Re: [PATCH 0/3] blk-throttle: async write throttling

From: Greg Thelen
Date: Wed Mar 02 2011 - 17:00:39 EST


On Wed, Mar 2, 2011 at 5:28 AM, Andrea Righi <arighi@xxxxxxxxxxx> wrote:
> On Mon, Feb 28, 2011 at 06:01:14PM -0500, Vivek Goyal wrote:
>> On Mon, Feb 28, 2011 at 11:15:02AM +0100, Andrea Righi wrote:
>> > Overview
>> > ========
>> > Currently the blkio.throttle controller only support synchronous IO requests.
>> > This means that we always look at the current task to identify the "owner" of
>> > each IO request.
>> >
>> > However dirty pages in the page cache can be wrote to disk asynchronously by
>> > the per-bdi flusher kernel threads or by any other thread in the system,
>> > according to the writeback policy.
>> >
>> > For this reason the real writes to the underlying block devices may
>> > occur in a different IO context respect to the task that originally
>> > generated the dirty pages involved in the IO operation. This makes the
>> > tracking and throttling of writeback IO more complicate respect to the
>> > synchronous IO from the blkio controller's perspective.
>> >
>> > Proposed solution
>> > =================
>> > In the previous patch set http://lwn.net/Articles/429292/ I proposed to resolve
>> > the problem of the buffered writes limitation by tracking the ownership of all
>> > the dirty pages in the system.
>> >
>> > This would allow to always identify the owner of each IO operation at the block
>> > layer and apply the appropriate throttling policy implemented by the
>> > blkio.throttle controller.
>> >
>> > This solution makes the blkio.throttle controller to work as expected also for
>> > writeback IO, but it does not resolve the problem of faster cgroups getting
>> > blocked by slower cgroups (that would expose a potential way to create DoS in
>> > the system).
>> >
>> > In fact, at the moment critical IO requests (that have dependency with other IO
>> > requests made by other cgroups) and non-critical requests are mixed together at
>> > the filesystem layer in a way that throttling a single write request may stop
>> > also other requests in the system, and at the block layer it's not possible to
>> > retrieve such informations to make the right decision.
>> >
>> > A simple solution to this problem could be to just limit the rate of async
>> > writes at the time a task is generating dirty pages in the page cache.

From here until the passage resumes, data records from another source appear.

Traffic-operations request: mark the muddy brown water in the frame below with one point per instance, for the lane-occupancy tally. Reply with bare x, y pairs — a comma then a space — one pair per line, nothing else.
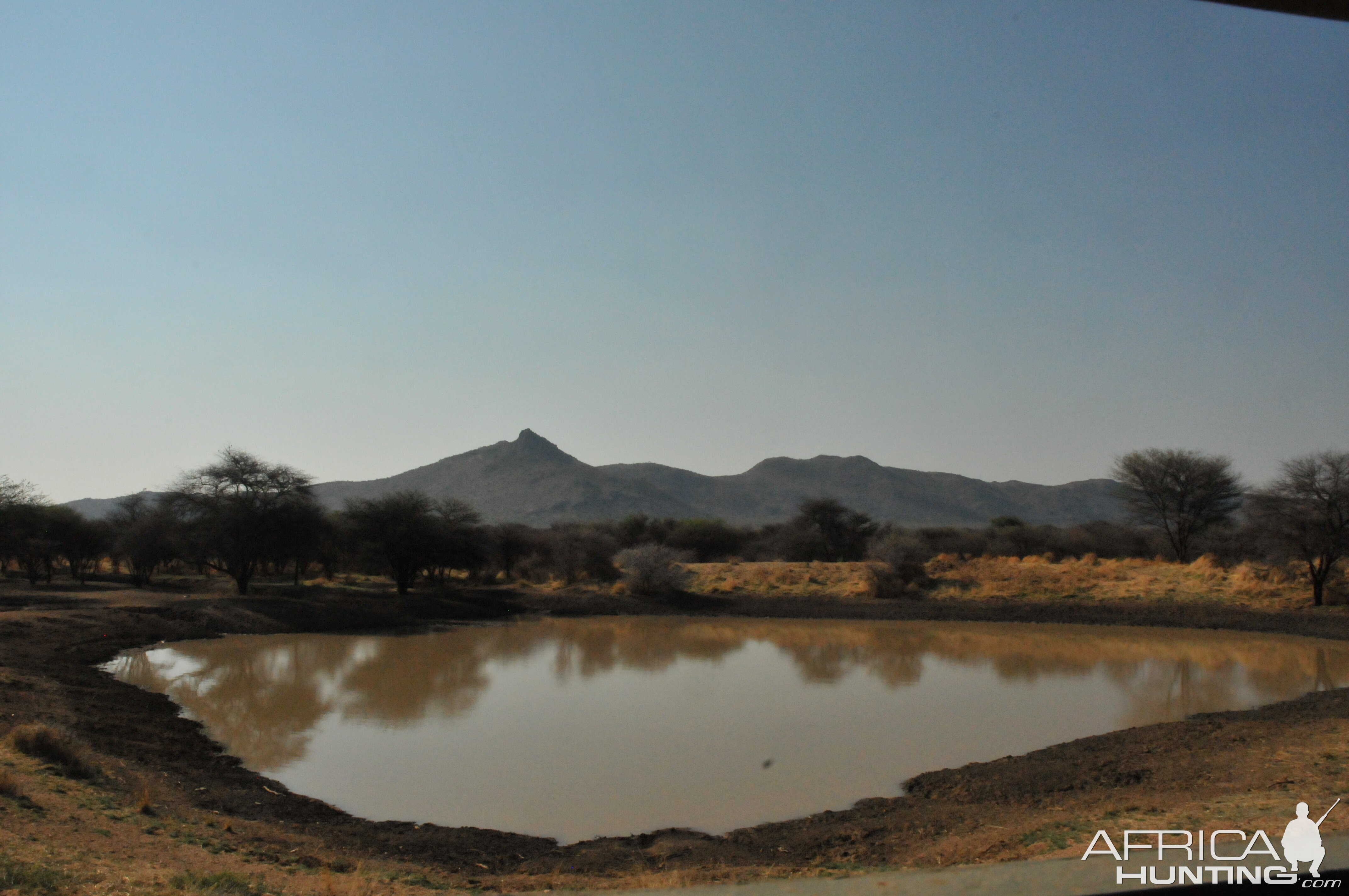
620, 725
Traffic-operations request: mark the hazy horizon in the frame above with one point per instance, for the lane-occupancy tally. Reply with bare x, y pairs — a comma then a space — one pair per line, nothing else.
1007, 241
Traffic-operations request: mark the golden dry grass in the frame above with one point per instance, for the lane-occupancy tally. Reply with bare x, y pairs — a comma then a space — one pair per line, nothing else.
1031, 580
783, 580
57, 747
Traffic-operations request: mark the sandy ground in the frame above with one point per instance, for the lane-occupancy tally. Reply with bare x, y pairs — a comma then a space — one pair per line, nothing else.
168, 809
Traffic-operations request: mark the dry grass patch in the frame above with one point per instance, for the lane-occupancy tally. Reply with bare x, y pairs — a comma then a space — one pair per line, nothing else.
1033, 578
1132, 580
781, 580
10, 785
57, 747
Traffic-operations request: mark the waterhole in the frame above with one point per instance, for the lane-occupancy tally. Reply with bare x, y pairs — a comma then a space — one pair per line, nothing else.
620, 725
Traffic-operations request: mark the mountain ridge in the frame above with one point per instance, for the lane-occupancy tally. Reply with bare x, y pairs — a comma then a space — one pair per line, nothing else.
533, 481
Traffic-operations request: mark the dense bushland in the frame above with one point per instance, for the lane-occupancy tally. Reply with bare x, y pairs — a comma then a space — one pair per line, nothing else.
247, 519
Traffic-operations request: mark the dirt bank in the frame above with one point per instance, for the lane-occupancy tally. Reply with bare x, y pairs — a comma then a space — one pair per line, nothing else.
212, 815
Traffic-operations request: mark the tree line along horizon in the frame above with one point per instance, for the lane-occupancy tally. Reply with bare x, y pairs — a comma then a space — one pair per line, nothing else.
246, 519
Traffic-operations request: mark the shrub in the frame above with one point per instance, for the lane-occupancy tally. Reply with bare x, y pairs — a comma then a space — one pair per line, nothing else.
900, 558
57, 747
652, 568
10, 785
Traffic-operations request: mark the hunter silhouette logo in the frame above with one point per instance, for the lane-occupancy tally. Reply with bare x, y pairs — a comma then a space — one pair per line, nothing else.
1301, 843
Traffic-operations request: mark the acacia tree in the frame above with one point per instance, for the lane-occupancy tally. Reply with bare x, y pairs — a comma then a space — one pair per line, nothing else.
25, 528
81, 542
1179, 492
1305, 513
237, 511
401, 528
842, 534
142, 536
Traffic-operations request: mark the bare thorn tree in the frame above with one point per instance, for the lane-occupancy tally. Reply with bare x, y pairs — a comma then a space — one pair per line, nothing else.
237, 511
1179, 492
1305, 513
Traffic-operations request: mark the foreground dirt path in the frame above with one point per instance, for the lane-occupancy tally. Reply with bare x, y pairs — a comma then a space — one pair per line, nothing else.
210, 815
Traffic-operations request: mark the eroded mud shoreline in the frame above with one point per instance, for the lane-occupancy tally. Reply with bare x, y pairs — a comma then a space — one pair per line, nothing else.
1236, 767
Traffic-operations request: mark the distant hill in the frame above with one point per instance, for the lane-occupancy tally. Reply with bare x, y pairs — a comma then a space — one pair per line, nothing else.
536, 482
100, 508
533, 481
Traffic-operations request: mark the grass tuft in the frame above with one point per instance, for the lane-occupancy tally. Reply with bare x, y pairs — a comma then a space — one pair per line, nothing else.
31, 878
222, 884
57, 747
10, 785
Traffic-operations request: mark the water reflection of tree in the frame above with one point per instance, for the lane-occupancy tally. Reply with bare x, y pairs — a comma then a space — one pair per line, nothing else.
264, 696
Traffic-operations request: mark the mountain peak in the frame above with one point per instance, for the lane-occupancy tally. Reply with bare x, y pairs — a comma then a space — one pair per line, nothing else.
531, 445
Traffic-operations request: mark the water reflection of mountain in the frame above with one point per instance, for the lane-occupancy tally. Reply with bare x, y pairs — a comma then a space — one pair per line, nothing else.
264, 697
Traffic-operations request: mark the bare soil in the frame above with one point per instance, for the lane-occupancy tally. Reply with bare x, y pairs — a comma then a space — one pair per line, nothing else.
171, 802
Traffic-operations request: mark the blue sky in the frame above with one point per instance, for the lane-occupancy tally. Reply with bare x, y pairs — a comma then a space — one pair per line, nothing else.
1001, 239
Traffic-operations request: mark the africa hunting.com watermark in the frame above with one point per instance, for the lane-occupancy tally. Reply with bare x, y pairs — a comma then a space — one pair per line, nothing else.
1301, 843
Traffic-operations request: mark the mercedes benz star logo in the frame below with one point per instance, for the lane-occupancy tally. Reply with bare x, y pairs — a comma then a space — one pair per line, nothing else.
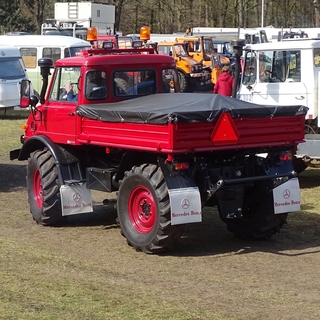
76, 197
185, 204
286, 194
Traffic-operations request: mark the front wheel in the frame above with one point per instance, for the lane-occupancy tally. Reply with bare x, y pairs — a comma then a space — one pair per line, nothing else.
43, 188
258, 220
144, 210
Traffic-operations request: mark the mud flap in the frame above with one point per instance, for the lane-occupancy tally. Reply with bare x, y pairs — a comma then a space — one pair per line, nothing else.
185, 205
75, 199
286, 197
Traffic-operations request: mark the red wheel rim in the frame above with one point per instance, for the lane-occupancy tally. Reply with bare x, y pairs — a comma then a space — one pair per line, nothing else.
142, 210
37, 189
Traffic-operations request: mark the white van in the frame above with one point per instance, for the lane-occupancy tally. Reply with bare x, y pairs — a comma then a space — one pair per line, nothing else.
287, 73
34, 47
12, 71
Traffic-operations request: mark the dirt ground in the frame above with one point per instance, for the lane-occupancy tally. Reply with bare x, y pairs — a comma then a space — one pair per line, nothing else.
209, 271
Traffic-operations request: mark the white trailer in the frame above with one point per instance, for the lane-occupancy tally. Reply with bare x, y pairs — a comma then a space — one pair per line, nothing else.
12, 72
287, 73
74, 19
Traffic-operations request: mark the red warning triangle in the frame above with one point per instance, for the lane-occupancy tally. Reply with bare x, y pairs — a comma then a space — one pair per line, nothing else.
225, 131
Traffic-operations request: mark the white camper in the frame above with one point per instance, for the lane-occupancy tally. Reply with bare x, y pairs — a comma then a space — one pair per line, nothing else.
12, 71
34, 47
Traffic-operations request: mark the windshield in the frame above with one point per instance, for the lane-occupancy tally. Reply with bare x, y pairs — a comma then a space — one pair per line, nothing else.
73, 51
272, 66
180, 51
208, 46
11, 68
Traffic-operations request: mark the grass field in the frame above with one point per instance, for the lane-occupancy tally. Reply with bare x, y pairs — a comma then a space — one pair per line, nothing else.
84, 270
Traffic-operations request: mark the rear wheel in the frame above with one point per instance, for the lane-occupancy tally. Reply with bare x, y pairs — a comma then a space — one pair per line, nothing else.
258, 220
43, 188
144, 210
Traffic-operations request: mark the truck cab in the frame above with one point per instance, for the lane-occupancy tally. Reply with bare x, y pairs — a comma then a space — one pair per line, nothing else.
286, 73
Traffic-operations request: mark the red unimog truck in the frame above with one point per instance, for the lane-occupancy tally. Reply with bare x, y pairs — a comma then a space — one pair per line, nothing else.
167, 154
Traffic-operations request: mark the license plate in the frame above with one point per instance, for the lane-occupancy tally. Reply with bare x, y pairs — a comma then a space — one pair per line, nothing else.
245, 97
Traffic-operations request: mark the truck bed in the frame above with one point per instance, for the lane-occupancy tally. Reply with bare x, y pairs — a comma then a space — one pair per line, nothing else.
182, 122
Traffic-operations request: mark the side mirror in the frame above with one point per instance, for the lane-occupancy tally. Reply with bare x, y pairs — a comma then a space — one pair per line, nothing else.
24, 93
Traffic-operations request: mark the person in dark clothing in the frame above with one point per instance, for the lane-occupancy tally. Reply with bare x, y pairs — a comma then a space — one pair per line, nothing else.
224, 83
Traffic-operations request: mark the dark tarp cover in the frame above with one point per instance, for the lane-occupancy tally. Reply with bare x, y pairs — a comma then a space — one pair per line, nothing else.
181, 107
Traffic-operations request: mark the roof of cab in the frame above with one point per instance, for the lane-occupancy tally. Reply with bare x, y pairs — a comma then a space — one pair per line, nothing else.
41, 40
123, 60
285, 44
9, 51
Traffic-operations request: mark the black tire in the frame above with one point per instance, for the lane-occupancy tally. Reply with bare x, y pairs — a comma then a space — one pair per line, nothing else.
298, 165
183, 81
258, 220
43, 188
144, 210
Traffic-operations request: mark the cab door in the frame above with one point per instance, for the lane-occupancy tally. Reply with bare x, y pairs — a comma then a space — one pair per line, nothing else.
60, 112
274, 78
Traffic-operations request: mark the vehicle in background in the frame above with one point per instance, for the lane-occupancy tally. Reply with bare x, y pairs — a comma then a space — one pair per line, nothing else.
202, 50
224, 49
287, 73
34, 47
121, 42
190, 71
12, 72
75, 18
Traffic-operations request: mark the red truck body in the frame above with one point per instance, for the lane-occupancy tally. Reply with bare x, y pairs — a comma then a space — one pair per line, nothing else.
158, 148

The
>> > big advantage of this approach is that it does not need the overhead of
>> > tracking the ownership of the dirty pages, because in this way from the blkio
>> > controller perspective all the IO operations will happen from the process
>> > context: writes in memory and synchronous reads from the block device.
>> >
>> > The drawback of this approach is that the blkio.throttle controller becomes a
>> > little bit leaky, because with this solution the controller is still affected
>> > by the IO spikes during the writeback of dirty pages executed by the kernel
>> > threads.
>> >
>> > Probably an even better approach would be to introduce the tracking of the
>> > dirty page ownership to properly account the cost of each IO operation at the
>> > block layer and apply the throttling of async writes in memory only when IO
>> > limits are exceeded.
>>
>> Andrea, I am curious to know more about it third option. Can you give more
>> details about accouting in block layer but throttling in memory. So say
>> a process starts IO, then it will still be in throttle limits at block
>> layer (because no writeback has started), then the process will write
>> bunch of pages in cache. By the time throttle limits are crossed at
>> block layer, we already have lots of dirty data in page cache and
>> throttling process now is already late?
>
> Charging the cost of each IO operation at the block layer would allow
> tasks to write in memory at the maximum speed. Instead, with the 3rd
> approach, tasks are forced to write in memory at the rate defined by the
> blkio.throttle.write_*_device (or blkio.throttle.async.write_*_device).
>
> When we'll have the per-cgroup dirty memory accounting and limiting
> feature, with this approach each cgroup could write to its dirty memory
> quota at the maximum rate.
>
> BTW, another thing that we probably need is that any cgroup should be
> forced to write their own inodes when the limit defined by dirty_ratio
> is exceeded. I mean, avoid to select inodes from the list of dirty
> inodes in a FIFO way, but provides a better logic to "assign" the
> ownership of each inode to a cgroup (maybe that one that had generated
> most of the dirty pages in the inodes) and use for example a list of
> dirty inodes per cgroup or something similar.
>
> In this way we should really be able to provide a good quality of
> service for the most part of the cases IMHO.
>
> I also plan to write down another patch set to implement this logic.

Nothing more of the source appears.